John Snagge, commentating on the radio for the BBC, announced "I can't see who's in the lead, but it's either Oxford or Cambridge."

Oxford won the toss and elected to start from the Middlesex station, handing the Surrey side of the river to Cambridge. The umpire, Nickalls, started the race at 11:30 a.m. The Dark Blues took an early lead and were half a length ahead after the first minute of the race. They were clear of Cambridge by Craven Steps, and by the time the crews passed the Mile Post, were a length ahead. In the headwind along Chiswick Reach, and with the bend in the river in their favour, Cambridge slowly redressed the balance and by Chiswick Eyot they had begun to overlap Oxford's boat.

By the bottom of Dukes Meadows, Oxford's lead was down to half a length and as Cambridge out-rated their opponents, they drew level and passed under Barnes Bridge side by side. Despite numerous spurts from Oxford's stroke Davidge, Cambridge kept in touch and "were fighting every inch of the way". Commentating for the BBC on a launch whose engine had failed, John Snagge announced "I can't see who's in the lead, but it's either Oxford or Cambridge." Both crews were rating over 33 strokes per minute as they approached the finishing post, with the Light Blues just edging ahead to win by a quarter of a length in a time of 18 minutes 57 seconds. The winning distance was the narrowest since the "dead heat" result of the 1877 Race. It was Cambridge's third consecutive victory and took the overall record in the event to 51–43 in their favour.
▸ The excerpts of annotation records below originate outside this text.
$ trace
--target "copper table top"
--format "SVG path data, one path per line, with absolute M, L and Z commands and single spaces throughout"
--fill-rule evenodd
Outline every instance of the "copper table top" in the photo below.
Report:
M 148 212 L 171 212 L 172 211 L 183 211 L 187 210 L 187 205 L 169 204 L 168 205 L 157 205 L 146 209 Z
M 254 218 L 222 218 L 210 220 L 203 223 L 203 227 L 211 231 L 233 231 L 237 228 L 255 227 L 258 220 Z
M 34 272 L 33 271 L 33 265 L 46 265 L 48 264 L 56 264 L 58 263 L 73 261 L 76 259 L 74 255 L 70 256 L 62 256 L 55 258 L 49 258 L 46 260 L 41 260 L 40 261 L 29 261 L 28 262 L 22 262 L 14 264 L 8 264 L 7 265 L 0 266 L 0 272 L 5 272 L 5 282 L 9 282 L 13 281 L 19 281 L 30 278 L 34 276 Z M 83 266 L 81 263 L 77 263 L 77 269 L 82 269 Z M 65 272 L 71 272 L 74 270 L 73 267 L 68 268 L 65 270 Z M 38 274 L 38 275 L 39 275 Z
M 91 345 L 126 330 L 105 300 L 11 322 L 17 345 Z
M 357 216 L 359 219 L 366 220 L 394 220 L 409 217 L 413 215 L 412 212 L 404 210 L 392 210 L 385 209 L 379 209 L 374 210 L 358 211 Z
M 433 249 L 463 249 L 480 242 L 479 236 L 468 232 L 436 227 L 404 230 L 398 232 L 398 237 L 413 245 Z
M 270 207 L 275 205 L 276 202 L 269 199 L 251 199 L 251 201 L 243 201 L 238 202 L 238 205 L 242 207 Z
The rowing correspondent for The Manchester Guardian suggested that this was a race that "will never be forgotten", while the correspondent for The Times claimed that "1949 must go down in Boat Race history as having provided one of the epic struggles of all time." G. I. F. Thomson, writing in The Observer, stated that "heroic determination on both sides ... produced perhaps the most exciting Boat Race of all time."